Dementia studies outline healthy habits

Brain exercises can hold back memory loss in later dementia, a new study shows.

Activities that exercise the brain such as reading, writing, and playing card games, are linked to a slower decline in memory, say Dr Charles Hall of the Albert Einstein College of Medicine in New York, USA, and colleagues.

The team recruited 488 people aged 75 to 85 years, who did not have dementia at the start of the study. They were asked how often they read, wrote, did crossword puzzles, played board or card games, had group discussions, and playing music.

Over the next five years, 101 individuals developed dementia. In the journal Neurology, the researchers report that for every activity a person participated in, the onset of rapid memory loss was delayed by 0.18 years.

"These activities might help maintain brain vitality," the team believes.

A second study, published in the Journal of Neurology, Neurosurgery and Psychiatry, has found that smoking, having high blood pressure and having diabetes in middle age may increase the risk of dementia.

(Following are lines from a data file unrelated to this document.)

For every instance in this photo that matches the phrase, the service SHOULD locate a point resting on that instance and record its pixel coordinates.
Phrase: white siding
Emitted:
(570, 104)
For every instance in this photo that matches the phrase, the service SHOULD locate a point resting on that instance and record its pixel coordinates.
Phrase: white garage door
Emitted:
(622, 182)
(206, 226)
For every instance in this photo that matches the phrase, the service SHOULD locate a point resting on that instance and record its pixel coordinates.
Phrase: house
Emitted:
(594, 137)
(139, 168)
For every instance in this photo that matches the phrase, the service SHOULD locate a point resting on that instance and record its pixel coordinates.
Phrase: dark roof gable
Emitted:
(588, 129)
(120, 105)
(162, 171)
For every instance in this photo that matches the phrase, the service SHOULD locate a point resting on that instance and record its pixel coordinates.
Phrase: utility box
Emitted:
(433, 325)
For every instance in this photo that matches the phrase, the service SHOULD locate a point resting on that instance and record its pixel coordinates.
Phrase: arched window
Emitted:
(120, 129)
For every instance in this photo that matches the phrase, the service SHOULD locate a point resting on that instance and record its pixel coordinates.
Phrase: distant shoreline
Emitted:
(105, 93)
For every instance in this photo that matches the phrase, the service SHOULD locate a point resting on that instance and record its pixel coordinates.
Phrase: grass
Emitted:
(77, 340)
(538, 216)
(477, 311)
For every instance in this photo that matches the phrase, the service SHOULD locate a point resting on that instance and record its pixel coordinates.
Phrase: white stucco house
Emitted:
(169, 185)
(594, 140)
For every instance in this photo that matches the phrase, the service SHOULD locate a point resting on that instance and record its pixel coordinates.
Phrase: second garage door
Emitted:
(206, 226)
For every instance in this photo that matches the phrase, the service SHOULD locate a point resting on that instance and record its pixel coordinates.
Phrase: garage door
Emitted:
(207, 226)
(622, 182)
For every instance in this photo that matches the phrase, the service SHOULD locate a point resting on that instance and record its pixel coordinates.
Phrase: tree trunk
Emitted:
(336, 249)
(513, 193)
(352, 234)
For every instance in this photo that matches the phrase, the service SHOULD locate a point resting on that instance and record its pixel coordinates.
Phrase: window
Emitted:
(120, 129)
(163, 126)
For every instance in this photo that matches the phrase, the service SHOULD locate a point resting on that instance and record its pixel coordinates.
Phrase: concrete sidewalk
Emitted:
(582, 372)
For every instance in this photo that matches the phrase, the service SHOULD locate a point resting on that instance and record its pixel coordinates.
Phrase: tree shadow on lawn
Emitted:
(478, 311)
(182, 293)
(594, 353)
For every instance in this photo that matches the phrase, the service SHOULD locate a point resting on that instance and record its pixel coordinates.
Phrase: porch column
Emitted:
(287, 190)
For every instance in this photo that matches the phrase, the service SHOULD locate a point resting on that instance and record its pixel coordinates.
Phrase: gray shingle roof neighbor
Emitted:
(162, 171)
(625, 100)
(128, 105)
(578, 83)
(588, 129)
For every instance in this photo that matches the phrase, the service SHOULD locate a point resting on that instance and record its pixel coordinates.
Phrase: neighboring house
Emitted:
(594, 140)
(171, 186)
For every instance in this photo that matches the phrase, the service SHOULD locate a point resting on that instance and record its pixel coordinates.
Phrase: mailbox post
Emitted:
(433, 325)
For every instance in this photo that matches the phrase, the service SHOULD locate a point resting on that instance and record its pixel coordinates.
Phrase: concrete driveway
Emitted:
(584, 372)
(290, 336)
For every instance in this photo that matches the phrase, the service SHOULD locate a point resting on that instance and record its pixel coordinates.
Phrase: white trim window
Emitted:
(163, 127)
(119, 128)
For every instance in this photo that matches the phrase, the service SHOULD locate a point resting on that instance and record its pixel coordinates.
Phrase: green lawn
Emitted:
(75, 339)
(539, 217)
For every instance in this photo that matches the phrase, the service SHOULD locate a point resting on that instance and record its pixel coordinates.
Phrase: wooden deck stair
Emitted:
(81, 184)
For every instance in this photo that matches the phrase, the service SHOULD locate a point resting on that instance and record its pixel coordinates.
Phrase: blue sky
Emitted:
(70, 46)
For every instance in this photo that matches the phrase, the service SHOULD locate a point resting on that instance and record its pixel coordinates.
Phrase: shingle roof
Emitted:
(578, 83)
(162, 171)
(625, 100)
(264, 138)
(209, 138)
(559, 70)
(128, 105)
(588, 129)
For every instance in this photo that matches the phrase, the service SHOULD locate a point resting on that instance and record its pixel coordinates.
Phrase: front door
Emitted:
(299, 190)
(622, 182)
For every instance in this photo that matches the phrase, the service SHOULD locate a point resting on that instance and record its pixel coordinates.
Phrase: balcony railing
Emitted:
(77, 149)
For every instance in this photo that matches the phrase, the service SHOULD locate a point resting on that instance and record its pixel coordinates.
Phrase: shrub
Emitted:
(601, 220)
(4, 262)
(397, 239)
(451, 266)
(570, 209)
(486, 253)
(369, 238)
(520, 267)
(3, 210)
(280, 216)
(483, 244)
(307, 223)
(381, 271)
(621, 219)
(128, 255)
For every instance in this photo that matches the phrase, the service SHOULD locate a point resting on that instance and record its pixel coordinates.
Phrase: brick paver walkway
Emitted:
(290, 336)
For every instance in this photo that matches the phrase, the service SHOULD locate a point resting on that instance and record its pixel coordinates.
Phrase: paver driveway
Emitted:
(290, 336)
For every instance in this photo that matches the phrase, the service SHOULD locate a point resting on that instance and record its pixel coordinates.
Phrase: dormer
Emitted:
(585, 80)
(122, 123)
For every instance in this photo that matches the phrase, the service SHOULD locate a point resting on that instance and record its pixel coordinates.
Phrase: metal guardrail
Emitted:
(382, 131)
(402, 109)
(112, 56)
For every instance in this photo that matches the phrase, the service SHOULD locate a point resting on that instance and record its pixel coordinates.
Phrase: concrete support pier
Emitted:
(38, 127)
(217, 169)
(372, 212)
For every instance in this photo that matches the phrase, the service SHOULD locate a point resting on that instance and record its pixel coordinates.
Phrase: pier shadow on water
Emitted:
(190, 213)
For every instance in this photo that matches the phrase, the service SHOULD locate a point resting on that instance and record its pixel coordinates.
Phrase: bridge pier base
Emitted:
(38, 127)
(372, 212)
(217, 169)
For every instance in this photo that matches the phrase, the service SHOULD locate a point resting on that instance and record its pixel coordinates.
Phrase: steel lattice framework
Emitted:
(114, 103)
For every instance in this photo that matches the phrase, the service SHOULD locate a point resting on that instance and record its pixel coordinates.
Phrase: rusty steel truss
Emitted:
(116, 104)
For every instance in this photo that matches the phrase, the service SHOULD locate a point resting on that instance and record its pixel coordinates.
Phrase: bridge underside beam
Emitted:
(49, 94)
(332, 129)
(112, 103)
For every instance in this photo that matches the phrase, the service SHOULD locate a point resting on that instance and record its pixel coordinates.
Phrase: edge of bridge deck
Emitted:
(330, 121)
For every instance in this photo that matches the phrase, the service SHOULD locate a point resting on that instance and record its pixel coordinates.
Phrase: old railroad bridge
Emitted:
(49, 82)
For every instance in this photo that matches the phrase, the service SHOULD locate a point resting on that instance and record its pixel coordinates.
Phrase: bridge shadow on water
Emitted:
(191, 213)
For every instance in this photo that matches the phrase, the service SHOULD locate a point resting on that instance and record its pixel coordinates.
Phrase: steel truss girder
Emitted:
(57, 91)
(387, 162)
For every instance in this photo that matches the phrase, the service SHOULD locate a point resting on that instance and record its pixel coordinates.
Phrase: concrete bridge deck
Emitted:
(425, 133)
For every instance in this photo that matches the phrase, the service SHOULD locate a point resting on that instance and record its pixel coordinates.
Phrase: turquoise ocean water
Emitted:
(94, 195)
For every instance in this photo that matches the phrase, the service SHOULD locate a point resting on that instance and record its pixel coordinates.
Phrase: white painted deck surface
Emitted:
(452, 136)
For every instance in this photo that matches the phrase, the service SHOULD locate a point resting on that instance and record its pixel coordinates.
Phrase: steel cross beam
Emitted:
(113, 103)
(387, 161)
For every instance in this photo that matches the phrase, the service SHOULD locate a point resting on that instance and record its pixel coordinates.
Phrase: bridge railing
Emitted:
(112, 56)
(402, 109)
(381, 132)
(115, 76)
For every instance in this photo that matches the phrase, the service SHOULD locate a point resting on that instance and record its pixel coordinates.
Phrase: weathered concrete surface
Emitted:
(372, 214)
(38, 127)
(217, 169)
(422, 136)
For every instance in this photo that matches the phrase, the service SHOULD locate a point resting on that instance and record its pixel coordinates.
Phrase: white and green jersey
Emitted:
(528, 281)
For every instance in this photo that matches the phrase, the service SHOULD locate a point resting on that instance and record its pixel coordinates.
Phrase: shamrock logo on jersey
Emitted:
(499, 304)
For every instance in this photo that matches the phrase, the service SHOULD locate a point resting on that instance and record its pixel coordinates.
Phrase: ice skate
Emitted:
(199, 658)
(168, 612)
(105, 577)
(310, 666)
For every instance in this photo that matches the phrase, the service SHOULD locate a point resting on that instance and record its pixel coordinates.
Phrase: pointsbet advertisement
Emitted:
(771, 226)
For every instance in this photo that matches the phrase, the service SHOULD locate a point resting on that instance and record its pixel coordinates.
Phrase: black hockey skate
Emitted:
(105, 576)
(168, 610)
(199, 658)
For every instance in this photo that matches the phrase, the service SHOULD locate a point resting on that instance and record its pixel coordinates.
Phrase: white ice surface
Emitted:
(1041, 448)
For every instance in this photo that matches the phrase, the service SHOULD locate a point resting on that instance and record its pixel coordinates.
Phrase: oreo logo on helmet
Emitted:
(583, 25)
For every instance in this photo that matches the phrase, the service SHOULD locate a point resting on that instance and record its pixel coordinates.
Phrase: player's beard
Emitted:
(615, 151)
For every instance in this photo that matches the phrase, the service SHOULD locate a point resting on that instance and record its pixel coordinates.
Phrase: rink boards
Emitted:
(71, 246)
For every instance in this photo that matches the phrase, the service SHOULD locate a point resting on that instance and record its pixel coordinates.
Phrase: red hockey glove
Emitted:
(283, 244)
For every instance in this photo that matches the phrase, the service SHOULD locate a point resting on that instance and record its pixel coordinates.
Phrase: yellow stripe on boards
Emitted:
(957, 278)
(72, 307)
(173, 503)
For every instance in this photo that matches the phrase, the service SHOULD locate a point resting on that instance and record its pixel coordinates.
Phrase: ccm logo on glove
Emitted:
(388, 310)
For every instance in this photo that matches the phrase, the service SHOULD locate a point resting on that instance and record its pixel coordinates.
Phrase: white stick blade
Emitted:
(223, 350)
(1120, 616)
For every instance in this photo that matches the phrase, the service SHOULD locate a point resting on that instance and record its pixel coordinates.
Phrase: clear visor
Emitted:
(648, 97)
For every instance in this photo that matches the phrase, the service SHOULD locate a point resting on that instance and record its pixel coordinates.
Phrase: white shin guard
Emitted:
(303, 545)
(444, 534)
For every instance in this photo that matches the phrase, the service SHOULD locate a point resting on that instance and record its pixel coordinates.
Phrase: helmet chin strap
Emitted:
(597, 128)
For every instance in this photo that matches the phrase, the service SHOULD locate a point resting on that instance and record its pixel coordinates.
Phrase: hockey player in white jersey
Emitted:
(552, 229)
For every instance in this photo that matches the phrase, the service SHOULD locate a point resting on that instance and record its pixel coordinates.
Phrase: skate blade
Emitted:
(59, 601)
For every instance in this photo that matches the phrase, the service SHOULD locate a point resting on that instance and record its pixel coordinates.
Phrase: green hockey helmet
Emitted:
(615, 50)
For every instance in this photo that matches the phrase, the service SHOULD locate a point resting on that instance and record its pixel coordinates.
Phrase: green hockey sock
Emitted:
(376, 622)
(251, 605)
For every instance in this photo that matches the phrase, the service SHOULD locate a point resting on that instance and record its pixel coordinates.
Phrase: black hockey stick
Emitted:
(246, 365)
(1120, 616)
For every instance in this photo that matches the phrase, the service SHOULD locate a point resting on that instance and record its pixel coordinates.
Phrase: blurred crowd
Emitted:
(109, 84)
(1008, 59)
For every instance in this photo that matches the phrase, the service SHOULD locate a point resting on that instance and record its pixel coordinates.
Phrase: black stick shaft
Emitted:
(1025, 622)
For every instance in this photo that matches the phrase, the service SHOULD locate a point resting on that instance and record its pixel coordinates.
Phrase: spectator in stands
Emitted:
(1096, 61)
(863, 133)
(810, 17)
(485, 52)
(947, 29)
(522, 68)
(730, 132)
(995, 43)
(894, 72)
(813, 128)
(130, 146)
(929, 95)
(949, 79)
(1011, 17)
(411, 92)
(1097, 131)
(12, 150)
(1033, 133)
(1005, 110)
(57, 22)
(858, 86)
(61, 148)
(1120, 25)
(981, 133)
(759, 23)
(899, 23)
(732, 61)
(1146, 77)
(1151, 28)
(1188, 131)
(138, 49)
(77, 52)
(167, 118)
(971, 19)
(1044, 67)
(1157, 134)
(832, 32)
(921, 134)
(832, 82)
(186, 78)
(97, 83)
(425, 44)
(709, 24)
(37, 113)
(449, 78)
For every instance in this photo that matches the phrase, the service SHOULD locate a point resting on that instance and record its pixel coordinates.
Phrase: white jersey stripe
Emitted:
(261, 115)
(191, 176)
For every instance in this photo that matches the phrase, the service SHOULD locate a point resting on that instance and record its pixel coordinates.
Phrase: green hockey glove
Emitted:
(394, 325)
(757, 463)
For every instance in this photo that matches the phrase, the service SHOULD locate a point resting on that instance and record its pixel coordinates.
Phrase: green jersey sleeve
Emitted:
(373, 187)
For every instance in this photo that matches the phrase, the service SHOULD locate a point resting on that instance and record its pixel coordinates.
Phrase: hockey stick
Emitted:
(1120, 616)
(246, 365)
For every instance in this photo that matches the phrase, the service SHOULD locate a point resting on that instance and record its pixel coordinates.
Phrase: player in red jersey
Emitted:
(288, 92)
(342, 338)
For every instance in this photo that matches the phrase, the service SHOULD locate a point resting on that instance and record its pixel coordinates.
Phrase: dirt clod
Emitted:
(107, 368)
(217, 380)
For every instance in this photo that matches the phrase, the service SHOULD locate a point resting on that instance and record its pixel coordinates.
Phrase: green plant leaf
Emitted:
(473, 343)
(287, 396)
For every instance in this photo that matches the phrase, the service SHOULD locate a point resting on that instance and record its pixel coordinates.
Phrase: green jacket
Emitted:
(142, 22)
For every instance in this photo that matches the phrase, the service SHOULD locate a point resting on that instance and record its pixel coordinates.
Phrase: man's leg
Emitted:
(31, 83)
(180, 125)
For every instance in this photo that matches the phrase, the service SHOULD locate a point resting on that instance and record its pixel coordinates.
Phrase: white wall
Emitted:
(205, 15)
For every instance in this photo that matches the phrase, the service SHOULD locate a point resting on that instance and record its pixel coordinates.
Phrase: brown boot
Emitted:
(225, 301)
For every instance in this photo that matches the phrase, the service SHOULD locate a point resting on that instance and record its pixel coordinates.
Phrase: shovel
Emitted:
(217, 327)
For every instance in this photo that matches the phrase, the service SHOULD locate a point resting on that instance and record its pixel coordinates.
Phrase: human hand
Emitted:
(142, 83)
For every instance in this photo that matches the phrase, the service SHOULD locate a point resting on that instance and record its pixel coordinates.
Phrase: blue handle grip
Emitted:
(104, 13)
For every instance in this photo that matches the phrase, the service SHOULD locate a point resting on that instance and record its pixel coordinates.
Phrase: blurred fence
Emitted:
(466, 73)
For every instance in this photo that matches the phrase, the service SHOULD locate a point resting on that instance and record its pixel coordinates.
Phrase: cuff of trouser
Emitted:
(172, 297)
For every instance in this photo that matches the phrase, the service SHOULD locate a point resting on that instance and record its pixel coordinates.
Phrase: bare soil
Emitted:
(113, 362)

Cardiovascular risk factors have previously been linked to dementia, so Dr Alvaro Alonso of the University of Minnesota, USA, and his team analysed figures from more than 11,000 people aged 46 to 70 years.

They found that smoking, high blood pressure and diabetes were all strongly associated with dementia in white participants and African-Americans.

"Current smokers were 70 per cent more likely than those who had never smoked to develop dementia, people with high blood pressure were 60 per cent more likely than those without high blood pressure, and people with diabetes were more than twice as likely than those without diabetes to develop it," they write.

Hall, C. B. Cognitive activities delay onset of memory decline in persons who develop dementia. Neurology, Vol. 73, August 2009, pp. 356-61.

Alonso, A. et al. Risk of dementia hospitalisation associated with cardiovascular risk factors in midlife and older age: the Atherosclerosis Risk in Communities (ARIC) study. The Journal of Neurology, Neurosurgery and Psychiatry, published online August 4, 2009.